Voluntary Carbon Markets
Voluntary markets cover carbon-reducing projects that are being demanded voluntarily by citizens and organizations. Unlike the regulated market, the voluntary market does not presently rely on legally mandated reductions to generate demand. Until recently, transactions in the voluntary market have not been required to undergo a uniform certification or verification process nor to register offset projects with any central body. This is quickly changing: As the voluntary market grows customers, industry and industry observers are quickly moving to abide by formal standards to ensure quality.

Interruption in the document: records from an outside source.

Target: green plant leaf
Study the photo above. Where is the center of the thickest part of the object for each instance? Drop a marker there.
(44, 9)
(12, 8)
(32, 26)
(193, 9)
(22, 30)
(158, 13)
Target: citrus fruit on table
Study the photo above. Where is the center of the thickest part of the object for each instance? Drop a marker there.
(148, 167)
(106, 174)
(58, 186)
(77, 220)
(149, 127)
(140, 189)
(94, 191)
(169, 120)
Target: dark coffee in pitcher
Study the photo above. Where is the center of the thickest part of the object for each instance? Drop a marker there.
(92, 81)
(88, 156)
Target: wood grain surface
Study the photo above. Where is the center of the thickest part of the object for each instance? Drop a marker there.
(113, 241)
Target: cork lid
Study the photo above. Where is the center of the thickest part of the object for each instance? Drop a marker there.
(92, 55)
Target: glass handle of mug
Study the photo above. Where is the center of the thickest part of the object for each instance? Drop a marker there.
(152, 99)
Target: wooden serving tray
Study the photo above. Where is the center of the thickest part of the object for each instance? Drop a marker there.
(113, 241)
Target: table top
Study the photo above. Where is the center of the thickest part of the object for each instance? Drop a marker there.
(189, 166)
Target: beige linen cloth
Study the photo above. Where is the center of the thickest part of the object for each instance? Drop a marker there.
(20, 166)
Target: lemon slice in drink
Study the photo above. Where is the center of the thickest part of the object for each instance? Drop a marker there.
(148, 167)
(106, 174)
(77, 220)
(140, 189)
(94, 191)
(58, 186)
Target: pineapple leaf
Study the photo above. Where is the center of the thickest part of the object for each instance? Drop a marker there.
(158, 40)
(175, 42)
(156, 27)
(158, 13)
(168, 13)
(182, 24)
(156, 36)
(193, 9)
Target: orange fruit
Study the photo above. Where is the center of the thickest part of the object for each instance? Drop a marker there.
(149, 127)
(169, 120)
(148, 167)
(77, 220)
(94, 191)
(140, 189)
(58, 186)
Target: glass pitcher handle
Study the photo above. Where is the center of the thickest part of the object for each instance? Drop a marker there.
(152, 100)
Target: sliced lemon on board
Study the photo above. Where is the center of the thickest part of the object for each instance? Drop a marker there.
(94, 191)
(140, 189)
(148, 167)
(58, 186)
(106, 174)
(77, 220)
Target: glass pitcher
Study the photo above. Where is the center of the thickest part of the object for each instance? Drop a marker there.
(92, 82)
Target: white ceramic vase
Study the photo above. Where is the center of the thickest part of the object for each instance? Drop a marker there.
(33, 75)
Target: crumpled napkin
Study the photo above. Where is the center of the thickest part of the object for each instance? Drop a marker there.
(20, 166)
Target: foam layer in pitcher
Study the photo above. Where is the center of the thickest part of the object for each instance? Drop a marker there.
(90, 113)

The voluntary markets do not have the associated large transaction costs required to register projects under the Kyoto Protocol. After weighing the pros and cons, many non-profit organizations are supportive of the growing voluntary markets because they provide individuals, not just large organizations, with a way to participate in the fight against climate not offered by compliance markets.
For many businesses, the voluntary market is a risk-management tool that provides an opportunity for organizations to learn more about carbon markets in preparation for eventual participation in the regulated markets of the future. Additionally, participation is a marketing tool, helping organizations to manage their reputation and recruit, retain and reward quality employees. Many believe that mandatory and voluntary carbon markets complement each other and are even essential to on another's existence. When voluntary reductions can be used as offsets for compliance, they increase market depth and liquidity by increasing the number of suppliers who can provide supply when needed. The use of offsets in a mandatory market broadens the financial incentive for innovation to firms not covered by regulations, providing a mechanism for containing the costs associated with meeting mandatory targets.